Ja akurat jestem z tych, co dużo planują, marzą, wyobrażają sobie, spodziewają się... ale jednocześnie spontaniczność jest dla mnie czymś pięknym. Staram się tańczyć wokół tego legendarnego złotego środka, choć nieraz zaliczam popisową glebę. Tak sobie myślę, że warto dawać codzienności szansę. Nie fiksować się na swoich przewidywaniach, bo życie jest w części przewidywalne, a w części zupełnie nie. I nie do końca wiemy, która część jest która. Jedna z rzeczy, która przynosi ulgę, to otwartość na to, co przyniesie dzień, z czym przyjdzie do mnie drugi człowiek, oraz pewna elastyczność w odpowiadaniu na to. Gotowość wewnętrzna do modyfikacji swoich planów czy przesunięcia ich w czasie (a niekiedy może i w rezygnacji z nich, czy raczej - zamianie ich na zupełnie inny plan). Bycie ciekawym tego, co przed nami. To bardzo ułatwia życie i poszerza horyzonty, kiedy raczej zauważa się okazje do czegoś, niż przeszkody w czymś innym.
Nie mówię tu, rzecz jasna, o kolizji wartości, o sytuacjach, w których nie chcemy ustąpić ze względu na życiowe priorytety, gdy wchodzi w grę czyjaś krzywda itd. Tylko właśnie...czasem mi się wydaje, że bywa na opak, że zdarza nam się bronić z całych sił spraw drobnych, ostatecznie wcale nie definiujących naszego życia (choć może utożsamiamy je z jakimiś swoimi potrzebami)... a ustępujemy tam, gdzie ktoś akurat naprawdę narusza granice, np. moralne. I myślę sobie, że zatrzymywanie się nad tym, refleksja nad różnymi elementami codzienności, pomaga mi stawać się lepszym rodzicem i człowiekiem. "Czy to jest dla mnie ważne? Co w tym jest dla mnie ważne? Czy to wymaga mojej uwagi? Czy konieczna/wskazana jest natychmiastowa ingerencja? Czy chodzi o tę konkretną rzecz, czy o jakąś wartość, przekonanie, potrzebę, która za tym stoi? Jakie mam różne możliwości reakcji i jakie mogę wyobrazić sobie rezultaty mojego działania lub jego braku?"

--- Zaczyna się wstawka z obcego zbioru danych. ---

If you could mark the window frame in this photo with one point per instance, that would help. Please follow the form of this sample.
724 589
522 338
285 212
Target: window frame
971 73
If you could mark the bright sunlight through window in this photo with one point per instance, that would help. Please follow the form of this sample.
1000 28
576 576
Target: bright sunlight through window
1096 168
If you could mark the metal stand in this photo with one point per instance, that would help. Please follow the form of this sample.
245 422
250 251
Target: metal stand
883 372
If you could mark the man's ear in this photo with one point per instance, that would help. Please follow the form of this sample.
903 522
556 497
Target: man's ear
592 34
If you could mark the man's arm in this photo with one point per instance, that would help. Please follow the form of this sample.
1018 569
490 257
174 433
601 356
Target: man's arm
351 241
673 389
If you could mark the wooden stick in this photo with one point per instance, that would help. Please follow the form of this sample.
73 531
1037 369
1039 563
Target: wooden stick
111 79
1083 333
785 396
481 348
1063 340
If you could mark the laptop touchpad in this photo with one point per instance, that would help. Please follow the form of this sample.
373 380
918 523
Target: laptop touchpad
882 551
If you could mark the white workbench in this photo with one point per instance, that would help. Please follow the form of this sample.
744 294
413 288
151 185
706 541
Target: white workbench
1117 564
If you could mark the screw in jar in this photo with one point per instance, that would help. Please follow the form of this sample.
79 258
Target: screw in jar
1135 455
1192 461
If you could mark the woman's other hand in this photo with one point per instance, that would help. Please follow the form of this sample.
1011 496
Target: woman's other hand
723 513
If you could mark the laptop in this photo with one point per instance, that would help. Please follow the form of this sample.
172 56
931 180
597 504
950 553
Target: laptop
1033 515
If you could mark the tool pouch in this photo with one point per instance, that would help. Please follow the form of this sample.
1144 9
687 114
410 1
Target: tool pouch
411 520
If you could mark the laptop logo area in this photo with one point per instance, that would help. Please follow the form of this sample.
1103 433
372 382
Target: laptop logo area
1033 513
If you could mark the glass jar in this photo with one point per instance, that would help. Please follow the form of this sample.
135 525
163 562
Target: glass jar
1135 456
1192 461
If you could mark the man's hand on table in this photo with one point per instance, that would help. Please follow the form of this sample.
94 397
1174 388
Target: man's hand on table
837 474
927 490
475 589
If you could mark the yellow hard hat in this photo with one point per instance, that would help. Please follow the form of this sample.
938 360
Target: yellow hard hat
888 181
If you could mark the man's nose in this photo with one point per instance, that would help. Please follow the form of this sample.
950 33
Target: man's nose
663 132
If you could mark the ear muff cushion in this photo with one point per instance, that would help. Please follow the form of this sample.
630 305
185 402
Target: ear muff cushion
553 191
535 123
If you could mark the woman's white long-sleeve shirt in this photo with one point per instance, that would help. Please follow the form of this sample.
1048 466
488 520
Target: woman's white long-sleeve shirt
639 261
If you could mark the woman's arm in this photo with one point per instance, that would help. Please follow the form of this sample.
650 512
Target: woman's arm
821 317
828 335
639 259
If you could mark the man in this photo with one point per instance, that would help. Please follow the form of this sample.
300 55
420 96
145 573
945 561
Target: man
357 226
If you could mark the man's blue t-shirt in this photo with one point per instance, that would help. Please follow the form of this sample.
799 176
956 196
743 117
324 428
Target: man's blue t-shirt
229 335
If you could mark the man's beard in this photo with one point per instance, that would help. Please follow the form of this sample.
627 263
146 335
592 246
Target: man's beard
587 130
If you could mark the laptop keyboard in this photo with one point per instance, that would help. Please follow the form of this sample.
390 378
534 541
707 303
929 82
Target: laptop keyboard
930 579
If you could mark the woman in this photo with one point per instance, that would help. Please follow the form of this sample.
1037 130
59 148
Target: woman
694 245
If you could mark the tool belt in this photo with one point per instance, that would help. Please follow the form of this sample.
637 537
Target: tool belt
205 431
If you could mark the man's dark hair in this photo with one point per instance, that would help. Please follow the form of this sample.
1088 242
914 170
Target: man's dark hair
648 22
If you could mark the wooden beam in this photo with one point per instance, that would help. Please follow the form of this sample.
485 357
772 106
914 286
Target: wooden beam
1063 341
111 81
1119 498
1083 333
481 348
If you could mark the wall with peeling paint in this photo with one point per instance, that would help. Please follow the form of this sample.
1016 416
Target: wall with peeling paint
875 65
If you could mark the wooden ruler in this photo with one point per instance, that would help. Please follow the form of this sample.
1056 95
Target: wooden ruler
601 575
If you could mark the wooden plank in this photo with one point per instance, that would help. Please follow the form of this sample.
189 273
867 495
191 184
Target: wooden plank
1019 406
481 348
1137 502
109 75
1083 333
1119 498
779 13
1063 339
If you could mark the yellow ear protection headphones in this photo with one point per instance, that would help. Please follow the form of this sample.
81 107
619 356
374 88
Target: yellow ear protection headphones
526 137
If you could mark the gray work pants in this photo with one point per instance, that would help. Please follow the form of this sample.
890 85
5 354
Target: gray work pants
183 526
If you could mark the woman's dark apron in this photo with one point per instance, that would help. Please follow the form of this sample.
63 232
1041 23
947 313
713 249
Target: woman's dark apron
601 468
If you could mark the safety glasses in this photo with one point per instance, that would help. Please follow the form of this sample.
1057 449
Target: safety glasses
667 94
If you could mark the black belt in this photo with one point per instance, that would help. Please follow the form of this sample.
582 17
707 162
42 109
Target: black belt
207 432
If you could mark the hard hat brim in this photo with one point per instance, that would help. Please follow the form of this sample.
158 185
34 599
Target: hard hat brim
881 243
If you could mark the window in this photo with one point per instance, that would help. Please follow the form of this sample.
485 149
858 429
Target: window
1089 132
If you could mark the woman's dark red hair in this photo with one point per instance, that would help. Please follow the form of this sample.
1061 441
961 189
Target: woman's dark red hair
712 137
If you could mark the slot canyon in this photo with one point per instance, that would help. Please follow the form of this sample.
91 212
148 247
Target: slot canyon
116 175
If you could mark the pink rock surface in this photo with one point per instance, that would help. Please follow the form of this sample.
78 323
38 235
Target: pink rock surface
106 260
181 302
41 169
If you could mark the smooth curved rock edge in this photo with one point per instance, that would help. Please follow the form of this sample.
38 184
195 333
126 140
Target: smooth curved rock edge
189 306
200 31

Wczoraj rozmawiałam w ten sposób z synem o jego konfliktach z siostrą. O tym, czy chodzi o jego potrzebę prywatności itp (i jak o to zadbać), czy o ten mały, plastikowy młotek (którym on wcale się nie bawi, ma prawdziwe narzędzia, dłuta, skalpele, noże, korzysta z siekiery). Sam się śmiał z tego przedszkolakowego młoteczka, o który był gotów się pobić. Najłatwiej nam, kiedy uda się zobaczyć komizm sytuacji, wtedy oboje z synem się śmiejemy i awantura jest rozładowana. Do historii przeszło, że gdy jest wrzask, że czegoś nie ma, NIE MA, nie mogę znaleźć, nie wiem gdzie, ale ja nie widzę mamooooo!!!, to pytam: "a podniosłeś pokrywkę?". Tak, to autentyk z sytuacji, kiedy syn rozpaczał, że wcale nie ma obiadu na patelni.
A ostatnio doszło nam: "nie musisz nam udowadniać, że nie jesteś cytryną..." Cóż, córka bywa kreatywna w wyzwiskach, a syn bardzo poważnie podchodzi do obalania jej słów... Gdy usłyszałam, jak zdenerwowany opisuje i porównuje wygląd i funkcje życiowe cytryny oraz własne, to zapytałam, czy naprawdę myśli, że ktokolwiek podejrzewa go o bycie cytryną... 😳 Teraz mamy kolejny "rozładowywacz" kłótni. 😁
Warto mieć takie rozbrajacze napięcia także dla siebie. Myśli, które pomagają się zdystansować, racjonalnie ocenić sytuację, spojrzeć z humorem. Macie swoje? Ja czasem wyobrażam sobie, jak właśnie wyglądam, kiedy się złoszczę. 🤪 Albo sytuacja sama mi pomaga, bo jak się denerwuję, to nieraz język mi się plącze i kończy się tak, że wszyscy się śmieją. 😝
I staram się nie być dla moich dzieci blokadą, tamą ich rozwoju. Nie zniechęcać, gdy chcą robić coś dla nich nowego, coś, czego jeszcze dobrze nie potrafią, gdy chcą w czymś uczestniczyć, nawet jeśli to w danym momencie burzy jakiś mój plan. Niby takie oczywiste, ale czasem cholernie trudne, jak dziecko dobiera Ci się do kuchenki, albo kompletnie niszczy Twoje resztki profesjonalnego wizerunku w oczach klientów. ;) Ostatnio kazałam wszystkim natychmiast wyjść z kuchni, bo tak się rozpraszałam ich żywą obecnością, że robiąc budyń wsypałam mąkę prosto na gotujące się mleko i się wściekłam (robiłam dużo budyniu). Dziś sprzedawaliśmy nasze auto, a córka akurat uparła się pluć na brata. Zwykle jednak, jeśli jesteśmy w stanie chwilę spokojnie pomyśleć, da się zaproponować jakieś rozwiązanie konfliktu interesów, rozwiązanie, które będzie świadczyło o tym, że nie lekceważymy potrzeby dziecka by uczestniczyć w prawdziwym życiu, z najbliższymi osobami. Najczęściej będzie to po prostu kwestia organizacyjna. Wygospodarować czas/kawałki czasu na to, co koniecznie potrzebujemy zrobić sami, bez dzieci. I mieć też sobie określone w głowie, kiedy jest ten czas, w którym nie jesteśmy sami, jesteśmy razem i być może inni też mają jakieś pomysły i potrzeby. I być może nie są one wcale niedorzeczne, a wręcz przeciwnie. Zdejmowanie z oczu klapek naszych wyobrażeń "w jaki jedyny wyłączny dokładny sposób powinno to się odbywać/wyglądać" jest trochę jak odsłanianie i otwieranie okna. Świeżość i więcej światła w codzienności.